The bittersweet consequence of YouTube’s incredible growth is that so many stories will be lost underneath all of the layers of new paint. This is why I wanted to tell the story of how, ten years ago, a small team of web developers conspired to kill IE6 from inside YouTube and got away with it.
I doubt many of us will shed a tear for Internet Explorer 6, but this story does illustrate just how much power and influence large technology companies really have. Google has repeatedly been caught using similar tactics to derail Firefox, and tactics like this will only grow more popular the more they see they can get away with it.
Great story. From security POV, IE6 was a menace that deserved to be reduced and it doesn’t help that it was also a pain to support. Good riddance.
IE6 was actually a rather decent design. I prefered netscape back in the day, but IE had some advantages.
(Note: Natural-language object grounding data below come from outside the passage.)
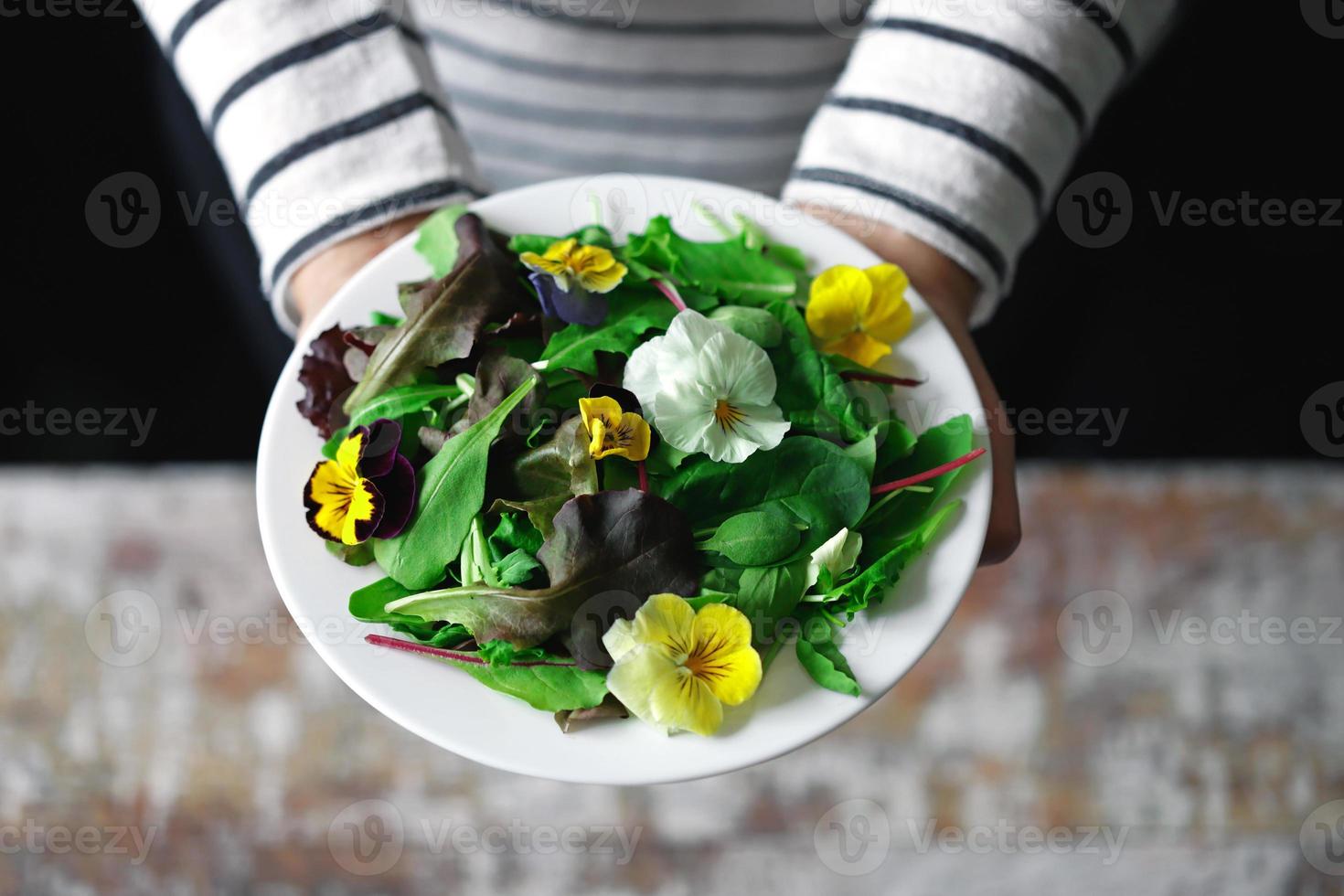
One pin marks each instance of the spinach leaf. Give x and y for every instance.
(549, 683)
(754, 539)
(446, 317)
(755, 324)
(452, 488)
(882, 572)
(392, 404)
(804, 480)
(514, 532)
(608, 541)
(821, 658)
(575, 346)
(906, 509)
(436, 240)
(728, 269)
(812, 394)
(368, 604)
Mainly fast start times (as it was part of the shell, try starting IE in litestep on windows 98, it is slower than starting netscape). That is also the main disadvantage, it HAS to run with privileged mode on all systems prior to vista prior to IE7. Also the allowance of activex controls without signing is a HUUUUUGE security error, at the end of IE6 anyone coulr make a fake activex control and just fudge your system in any way they liked.
Vista solved these problems ten years ago. And IE7 is available to all XP and 2k users still using it for nostalgia purposes, so much of what google wanted gone IS indeed gone.
After IE6 was updated to 7 the main attack vector for the browser was flash, and thanfully that is dead as well,.
The beauty of this story is how they didn’t use technical nastiness at all, they just put up an empty threat, a fake warning – a purely visual invitation to change browsers, born out of developer’s fatigue with IE6. This is the opposite of what we fear happens today: officially everything is compatible but the user experience says otherwise.